The moment the Jury Summons arrives in the mail, I’m supposed to exclaim, “No! NO!!” and begin moaning about how I haven’t time for such things. Convinced there are better people for the task (and by “better” I mean “less good”), I’m required to bitch and sigh as I cancel appointments, reschedule meetings, and call in favors: “Would you believe I’ve got jury duty?” I’m supposed to spit those last two words like they’re profane. Like they’re “rectal exam” or “Sarah Palin.”
But I was called to jury duty last week and, having been empaneled on a criminal case and tasked with sussing out the whole nuthin’-but-the-truth truth, I should probably be honest here: I flipping love jury duty.
With the exception of having to remove my belt and shuffle prisoner-like through a security scanner (sadly, no one touched my junk), I loved everything about the experience. I loved it so much, I can’t even remember why I’m supposed to hate it.
In fact, I’m starting to suspect that all those so-called “friends” who advised me to wear my underpants outside of my trousers or tell the judge “I hate white people” so that I’d be dismissed as a lunatic, were really only trying to keep spots on the jury open for themselves. Because they know how much fun it really is.
• Jury duty is like being sick—but even better. You know how being sick is awful, except that you secretly love it because it gives you license to lay around, read magazines, and watch bad TV when you really should be responding to that tersely worded email, smogging your car, and submitting expense reports? Jury duty is a universally accepted insta-vacation from your dreary daily obligations. And there’s no mucus involved, which is nice.
• The fate of the world rests in your woefully unqualified hands. My job is not terribly (okay, even slightly) important. I’m never required to raise my right hand and swear in my line of work, much less assess the veracity of a police officer’s testimony. And except for the locking-you-in-a-snackless-sequestered-room thing (how hard would it be to come up with a tray of warm brownies? I’m just saying), they treat jurors like patient and generous sages whose minds hold the key to justice. They even loan you pens.
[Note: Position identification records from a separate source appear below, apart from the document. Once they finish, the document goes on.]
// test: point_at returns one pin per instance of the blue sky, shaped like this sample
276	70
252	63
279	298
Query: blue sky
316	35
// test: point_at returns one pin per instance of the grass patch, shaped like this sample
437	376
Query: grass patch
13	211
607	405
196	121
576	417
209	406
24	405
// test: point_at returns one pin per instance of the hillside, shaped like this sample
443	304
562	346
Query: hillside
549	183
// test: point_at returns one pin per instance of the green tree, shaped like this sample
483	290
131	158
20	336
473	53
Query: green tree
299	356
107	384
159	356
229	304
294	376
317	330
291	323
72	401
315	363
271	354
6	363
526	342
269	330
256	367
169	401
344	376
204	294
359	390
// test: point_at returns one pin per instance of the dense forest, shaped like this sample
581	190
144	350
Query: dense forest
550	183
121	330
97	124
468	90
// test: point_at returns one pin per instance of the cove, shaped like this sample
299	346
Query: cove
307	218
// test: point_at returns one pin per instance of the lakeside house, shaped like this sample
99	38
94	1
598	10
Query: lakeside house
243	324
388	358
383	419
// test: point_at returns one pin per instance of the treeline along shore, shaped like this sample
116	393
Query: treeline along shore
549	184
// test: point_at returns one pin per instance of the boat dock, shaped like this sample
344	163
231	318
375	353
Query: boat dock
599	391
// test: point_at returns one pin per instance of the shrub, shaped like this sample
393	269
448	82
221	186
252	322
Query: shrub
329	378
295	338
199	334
• Bankers’ hours nothing. You want lawyers’ hours. “Ladies and gentlemen of the jury, it’s approaching the noon hour so why don’t we break for lunch and be back here at 1:45. We’ll take our afternoon break at 3, knock off for the day at 4:30 and be back tomorrow at 10 a.m. Sound good?”
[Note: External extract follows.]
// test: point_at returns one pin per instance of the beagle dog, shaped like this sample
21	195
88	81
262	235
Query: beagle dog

• It’s live theater. No—it’s life theater. There’s something exhilarating about sitting in a place so formal that the leader wears a robe and wields a gavel, and yet where fellow prospective jurors are compelled to blurt information so personal it makes you blush: “I’m divorced, but I live with my ex-husband.” “If I miss even a week of work, I’ll be kicked out of my apartment.” “I lost my childhood to alcoholic parents.”
Is it sick that I’d pay for entertainment like this? From the vivid cross section of immigrants, professors, and war vets in the jury pool to the snitty whispers exchanged between poker-faced attorneys to the seemingly impossible exercise of deliberating rationally with 11 strangers over the fate of a thirteenth, the courtroom is a spectacular glimpse into the colorful and compelling tangle of human drama.
Which cannot, I think, be said of a rectal exam.